Le revisioni alle stime incorporano un taglio medio del 4% all'Ebitda per il periodo 2026-2028, a fronte di un incremento del 2% delle previsioni di utile per azione, sostenuto da maggiori contributi da partecipazioni e interessi. Il profilo di crescita resta moderato, con Ebitda visto in calo dell'1% nel 2026 e in aumento del 4% nel 2027 e nel 2028.
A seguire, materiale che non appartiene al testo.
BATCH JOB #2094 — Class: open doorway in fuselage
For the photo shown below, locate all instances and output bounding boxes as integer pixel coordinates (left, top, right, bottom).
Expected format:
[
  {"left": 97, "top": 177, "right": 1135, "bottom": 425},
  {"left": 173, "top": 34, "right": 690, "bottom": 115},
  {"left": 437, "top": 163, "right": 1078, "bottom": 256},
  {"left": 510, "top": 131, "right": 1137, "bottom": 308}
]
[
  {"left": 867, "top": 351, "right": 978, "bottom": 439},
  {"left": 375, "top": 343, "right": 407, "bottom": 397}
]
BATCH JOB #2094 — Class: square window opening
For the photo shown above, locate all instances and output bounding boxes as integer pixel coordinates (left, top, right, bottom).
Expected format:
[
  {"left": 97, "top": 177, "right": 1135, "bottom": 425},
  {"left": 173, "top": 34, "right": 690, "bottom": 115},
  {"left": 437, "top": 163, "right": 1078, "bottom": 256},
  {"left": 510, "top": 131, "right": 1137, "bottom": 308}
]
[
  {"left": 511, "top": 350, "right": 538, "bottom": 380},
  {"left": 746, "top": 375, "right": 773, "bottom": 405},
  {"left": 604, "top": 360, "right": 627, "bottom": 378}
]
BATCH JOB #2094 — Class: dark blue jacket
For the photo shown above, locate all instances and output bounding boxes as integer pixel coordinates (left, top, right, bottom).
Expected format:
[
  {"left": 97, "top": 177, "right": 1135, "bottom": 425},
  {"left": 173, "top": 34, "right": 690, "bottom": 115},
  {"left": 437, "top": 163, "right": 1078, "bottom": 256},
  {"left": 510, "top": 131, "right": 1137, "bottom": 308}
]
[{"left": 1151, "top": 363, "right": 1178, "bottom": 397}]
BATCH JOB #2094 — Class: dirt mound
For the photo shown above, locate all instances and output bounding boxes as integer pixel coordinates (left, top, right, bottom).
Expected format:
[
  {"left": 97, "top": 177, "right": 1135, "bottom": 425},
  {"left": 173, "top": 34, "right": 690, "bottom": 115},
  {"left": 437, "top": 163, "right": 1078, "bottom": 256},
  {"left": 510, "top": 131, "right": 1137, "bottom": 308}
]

A livello geografico emergono segnali divergenti: in Italia si prevede un rallentamento dei volumi legato alla debolezza del residenziale, negli USA una dinamica stabile e nell'Europa centrale una ripresa graduale. In questo contesto, la società mantiene un approccio orientato alla disciplina sui prezzi per difendere i margini a fronte di costi ancora incerti.
Nonostante multipli contenuti, pari a circa 5 volte l'Ebitda e 9 volte gli utili, l'assenza di una chiara traiettoria di crescita nel breve periodo e la mancanza di elementi catalizzatori continuano a giustificare un approccio prudente sul titolo.